M

Contributed by: The James Bond Movie Encyclopedia by Steven Jay Rubin

James Bond’s crusty superior and the head of the British Secret Service. Venerable British character actor Bernard Lee became the first M in Dr. No in 1962, and played him in every Eon Productions Bond movie until his death in 1981. As portrayed by Lee, M was a conservative, almost fatherly figure who put up with 007’s increasingly outrageous behavior because he knew that Bond was his best agent, the only man he could trust on the most dangerous assignments.

M’s office, disguised as Universal Exports in London, was always the starting point for Bond (Sean Connery)—a temporary haven where 007 traded double entendres with Miss Moneypenny (Lois Maxwell) and received his careful briefing from M. Today, there is something very nostalgic about that office—the leather double doors with the red and green warning lights; the warm, leathery naval decor of the room, with its ship models, paintings, and assorted bric-a-brac; and the quiet, low-key M himself—smoking his pipe, ready to send 007 out on one more impossible mission.

When Roger Moore took over the role of Bond in 1973, his relationship with M lost quite a bit of its subtlety.
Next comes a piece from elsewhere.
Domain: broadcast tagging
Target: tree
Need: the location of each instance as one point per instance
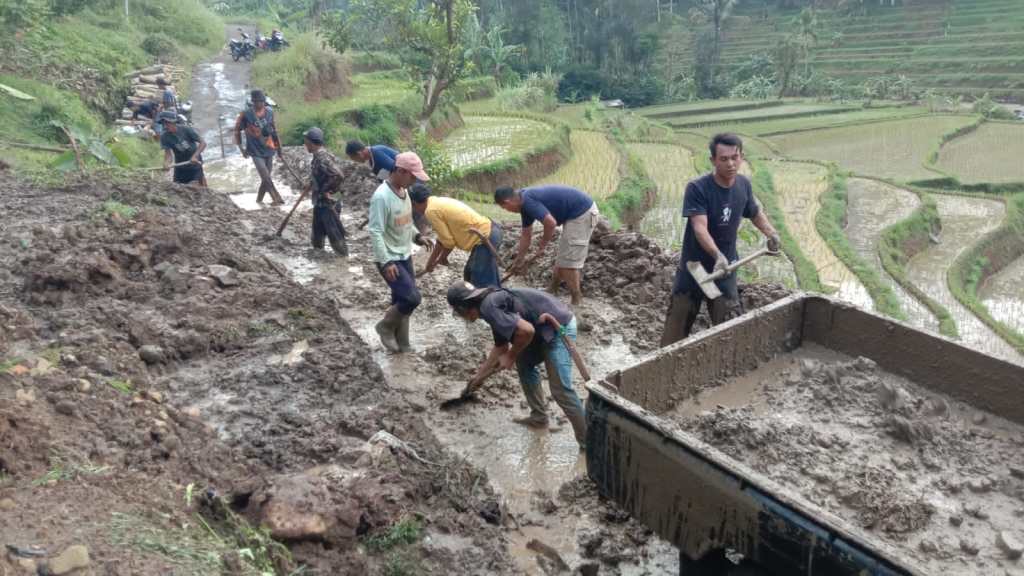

The sour interplay between M and Q (Desmond Llewelyn) in The Man with the Golden Gun was a definite low point. For Bernard Lee, however, the parts became a bit more mobile, with M and his secretary visiting Bond on location in Egypt and the Far East. And in The Spy Who Loved Me, he got a first name, Miles—a reference to his identity in the original Fleming novels, Admiral Sir Miles Messervy, KCMG.

When Lee died before filming began on For Your Eyes Only, producer Albert R. Broccoli’s interim choice as Bond’s superior was actor James Villiers, who portrayed Secret Service chief of staff Tanner. Robert Brown, who had earlier been introduced as Admiral Hargreaves in The Spy Who Loved Me, took over as the official new M in Octopussy—playing him in much the same manner as Lee.

The character was less helpful in the non-Eon Bond films. In producer Jack Schwartzman’s Never Say Never Again, Edward Fox played M as a contemptuous bureaucrat. And in the 1967 Casino Royale spoof, played by John Huston in an incredibly bright red wig, M orders a mortar strike on the country manor of an uncooperative Sir James Bond (David Niven), and apparently dies when a barrage falls short.

The official series took a six-year hiatus from 1989 to 1995, after which Bond returned in the guise of Pierce Brosnan and Dame Judi Dench was introduced as the new M in GoldenEye. Dench, a brilliant actress, brought new dimension to the British Secret Service chief. She’s the one who looks straight at James Bond and characterizes him as “a sexist, misogynist dinosaur, a relic of the Cold War.” However, like her predecessors, she supports him in every way possible. In the script for GoldenEye, her character’s real name is given as Barbara Mawdsley.

Her role in the James Bond films continued through the remaining Brosnan films and into the Daniel Craig era, reaching its peak in Skyfall, in which she teams with 007 to battle revenge-seeking Silva (Javier Bardem)—a confrontation that sadly leads to her demise in Bond’s arms. On the box of the gift she leaves for Bond in her will, it’s possible to discern her real name—Olivia Mansfield, which suggests that Dench may have been playing a different M opposite Craig than in the Brosnan films.

Upon her death, Mansfield’s duties were taken over by Gareth Mallory (Ralph Fiennes) who is the current M of record.